I think any grown man would love to go back in time to talk to a younger version of himself and give himself some solid life advice. A few things I would tell T in his late teens and early twenties would be…don’t be so hard on yourself; don’t be so angry & crazy all the time; you’re nothing like your father; write that script now; spend a little less time hitting the books while working 3 jobs so you can actually enjoy college life and relax with the girls, make them laugh, be confident not cocky and let that shit progress naturally. Of course I would give myself some stocks and sports tips to secure millionaire status at a young age as well. But that other stuff is important life knowledge compared to just money that I’ll go on to earn one day. I don’t keep in touch with a lot of people from that time in my life. I’ve lived it, learned from it and moved on from it. But I recently connected with someone who knew me then and is getting to know me now.
I am almost NOTHING like the kid I was in my late teens and early twenties. My ties to that life are my family, a handful of friends and any words or stories I share here, in my book (yes, I’m still writing the book) or in my scripts. Even on my personal social media I rarely interact with people from my past. It’s really not intentional. Like I said earlier, I’ve moved on. A few years back I connected with a woman I knew when she was a teenage girl. And she knew teenaged T. She was a girl I always liked. Beautiful and always kept my attention without even trying to get it. To me girls like that were special back then. I’ve grown and I’ve had my fair share of women since which mostly consisted of a lot of not so special girls, some special women and only a few extraordinary ladies. So I was surprised when she still grabbed my attention now as a grown woman all these years later just through Facebook chats.
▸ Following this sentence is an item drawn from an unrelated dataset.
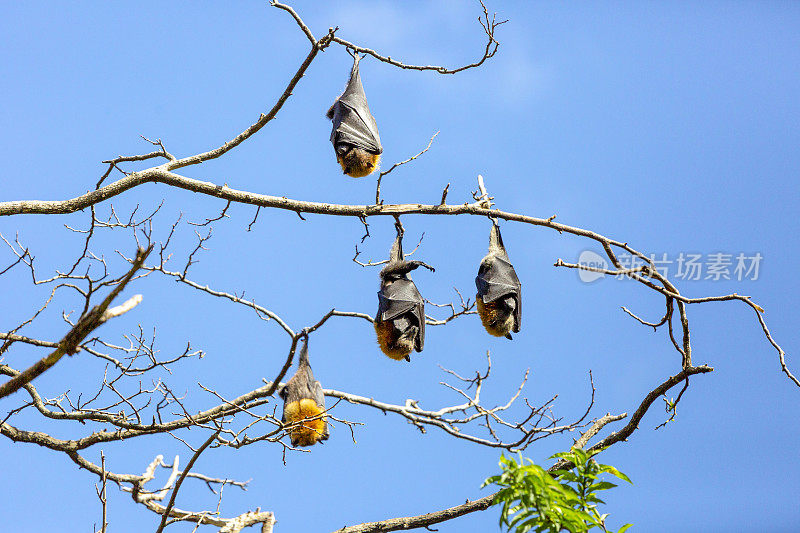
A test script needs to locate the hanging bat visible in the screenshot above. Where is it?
[278,337,329,446]
[327,54,383,178]
[475,220,522,339]
[375,226,434,361]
We caught up and connected again then actually went out on a date. We were two grownups now but had more chemistry now than we did then. It’s tough to have “chemistry” or “deep” intelligent conversations as kids. Back then we paged each other on pagers. We made mixtapes. We would go to the mall and movies. We hung out at under 21 nightclubs and danced to songs like “This Is How We Do It” and “I Like To Move It” while driving up and down Revere beach until the cops told us to go home! Life was different then. Maybe even a little more simple then. But I will take that grown, sexy, educated, maternal, strong woman who I’m getting to spend time with now over that sweet teenage girl then. Because I’ve grown into the man I am now. Can a man and a woman reconnect after a long time and hit it off? So far, so good! And this is all new even for me. And I like it. And I’m calling this new-found style of dating “Aged Dating” because it’s like a bottle of fine wine that has gotten better with age baby.
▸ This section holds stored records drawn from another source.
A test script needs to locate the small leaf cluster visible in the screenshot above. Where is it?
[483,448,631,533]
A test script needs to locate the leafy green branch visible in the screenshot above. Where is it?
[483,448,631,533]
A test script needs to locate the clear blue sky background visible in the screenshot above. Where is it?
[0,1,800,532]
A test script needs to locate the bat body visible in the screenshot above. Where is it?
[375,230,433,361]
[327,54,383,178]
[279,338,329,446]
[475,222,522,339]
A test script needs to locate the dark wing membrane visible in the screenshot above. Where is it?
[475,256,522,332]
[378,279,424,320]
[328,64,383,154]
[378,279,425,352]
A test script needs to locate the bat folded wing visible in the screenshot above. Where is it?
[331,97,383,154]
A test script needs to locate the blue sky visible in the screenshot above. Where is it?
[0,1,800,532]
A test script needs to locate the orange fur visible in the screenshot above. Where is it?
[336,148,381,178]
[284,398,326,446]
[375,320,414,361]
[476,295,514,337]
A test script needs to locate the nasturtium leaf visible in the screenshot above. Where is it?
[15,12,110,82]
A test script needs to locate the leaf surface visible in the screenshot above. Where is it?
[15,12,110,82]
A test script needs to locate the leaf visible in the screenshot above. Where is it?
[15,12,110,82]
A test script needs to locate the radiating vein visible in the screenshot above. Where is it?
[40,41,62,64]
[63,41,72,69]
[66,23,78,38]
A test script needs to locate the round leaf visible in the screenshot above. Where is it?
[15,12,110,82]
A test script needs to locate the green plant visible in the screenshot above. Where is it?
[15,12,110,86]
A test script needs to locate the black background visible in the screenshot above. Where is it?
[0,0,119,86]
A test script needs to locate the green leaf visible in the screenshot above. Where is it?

Aged dating also means you both have grown into your lifestyles. Sometimes these lifestyles are very different but the connection between the two of you keeps things moving along. To where? Only time will tell I guess. Two grown adults with busy lives can be very interesting that’s for sure but being grown and comfortable in your life eliminates a lot of games, negativity and bullshit. And that’s rare. Because the older you get the less time and energy you have for bullshit so try to make things work if the good shit outweighs the bullshit I say. Especially if the two of you laugh a lot together. Smiling is important. The reason why you’re smiling is even more important. So I’ll leave you with this… If you are reconnecting with someone from your past right now and you recognize a common attraction, then go for it. See what happens. See what this “Aged Dating” does for you.